One should stop politicising issue of missing persons
Asked if this was a topic that could cause the ruling coalition to break up, considering that his SDSS party’s position is different from that of the HDZ, Pupovac said that the ruling coalition discussed the matter at a meeting on Thursday.
“The most important thing at the moment is to stop politicizing the issue of persons gone missing in the war, regardless of who is doing it, and to encourage the justice system as well as institutions in charge of missing persons and war crimes prosecution, to do their job,” he said.
Pupovac noted that of the people gone missing in the war who were still unaccounted for, 50% were people of Serb ethnic background and 50% were Croats.
“This is a matter of shared responsibility, information is on both sides and everyone has their own share of responsibility, which is what I have been saying for years. That (Croatian) officials are acting as if there was no shared responsibility does not correspond with the facts,” he said.
He added that Croatian, Serbian and Bosnia and Herzegovina authorities had been aware of the attack on the refugee convoy since 1995 and that Croatia’s non-cooperation had played a critical role in the failure to prosecute it, followed by inaction from the other countries.
Pupovac said it was important to him to make it known that the case was a crime in which nine civilians were killed 30 kilometres deep into Bosnia and Herzegovina’s territory and from the Croatian border.

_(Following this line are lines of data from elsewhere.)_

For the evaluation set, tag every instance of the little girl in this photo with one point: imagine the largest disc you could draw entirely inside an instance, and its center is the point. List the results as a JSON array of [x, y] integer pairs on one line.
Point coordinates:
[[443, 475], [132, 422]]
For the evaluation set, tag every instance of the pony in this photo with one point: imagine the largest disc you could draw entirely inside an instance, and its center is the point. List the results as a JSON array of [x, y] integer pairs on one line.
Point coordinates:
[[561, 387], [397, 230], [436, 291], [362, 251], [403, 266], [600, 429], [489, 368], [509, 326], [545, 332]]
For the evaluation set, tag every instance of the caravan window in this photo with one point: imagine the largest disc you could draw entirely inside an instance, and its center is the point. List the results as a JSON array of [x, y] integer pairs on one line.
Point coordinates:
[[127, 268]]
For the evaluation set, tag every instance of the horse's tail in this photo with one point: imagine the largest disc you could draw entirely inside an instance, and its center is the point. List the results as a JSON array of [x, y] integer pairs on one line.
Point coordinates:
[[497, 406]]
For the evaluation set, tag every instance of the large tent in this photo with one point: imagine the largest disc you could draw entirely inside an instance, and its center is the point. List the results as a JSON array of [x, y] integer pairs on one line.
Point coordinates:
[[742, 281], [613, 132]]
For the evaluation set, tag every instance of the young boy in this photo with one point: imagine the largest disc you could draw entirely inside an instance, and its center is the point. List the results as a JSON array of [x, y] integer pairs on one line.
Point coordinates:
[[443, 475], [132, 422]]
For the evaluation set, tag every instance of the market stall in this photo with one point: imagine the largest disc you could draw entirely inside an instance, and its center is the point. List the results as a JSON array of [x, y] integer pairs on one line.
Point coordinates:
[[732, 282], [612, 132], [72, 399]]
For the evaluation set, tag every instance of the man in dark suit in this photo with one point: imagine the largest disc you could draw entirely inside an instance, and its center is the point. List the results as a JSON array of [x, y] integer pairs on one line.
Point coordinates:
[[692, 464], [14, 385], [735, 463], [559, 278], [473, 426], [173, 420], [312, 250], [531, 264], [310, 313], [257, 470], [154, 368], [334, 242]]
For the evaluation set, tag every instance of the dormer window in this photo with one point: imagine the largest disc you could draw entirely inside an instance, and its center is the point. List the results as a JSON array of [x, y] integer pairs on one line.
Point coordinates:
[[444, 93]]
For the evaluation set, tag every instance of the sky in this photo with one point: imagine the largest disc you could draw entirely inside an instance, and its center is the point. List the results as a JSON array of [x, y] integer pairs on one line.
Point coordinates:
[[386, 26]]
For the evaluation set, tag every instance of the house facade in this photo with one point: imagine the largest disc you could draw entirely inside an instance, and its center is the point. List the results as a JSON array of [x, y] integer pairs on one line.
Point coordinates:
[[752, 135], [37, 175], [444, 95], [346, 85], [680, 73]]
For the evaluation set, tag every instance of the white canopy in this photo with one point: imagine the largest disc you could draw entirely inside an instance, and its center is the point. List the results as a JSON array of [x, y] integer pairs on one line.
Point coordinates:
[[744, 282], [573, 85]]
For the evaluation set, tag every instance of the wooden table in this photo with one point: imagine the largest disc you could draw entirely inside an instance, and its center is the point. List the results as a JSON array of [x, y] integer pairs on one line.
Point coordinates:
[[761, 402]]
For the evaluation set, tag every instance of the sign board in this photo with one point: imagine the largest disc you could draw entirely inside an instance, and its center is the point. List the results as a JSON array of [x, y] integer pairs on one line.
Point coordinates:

Four of the victims were children and 50 people were wounded in the attack carried out by planes for which it is known where they had arrived from and what their theater of operations was, he said.
Pupovac called on reporters to stop using the term “alleged crime” and look for facts, photographs and documents on the case and help inform the public in Croatia.
“Just as the air attack on Slavonski Brod in which (ethnic) Croat children were killed is a serious problem, so is this,” he said.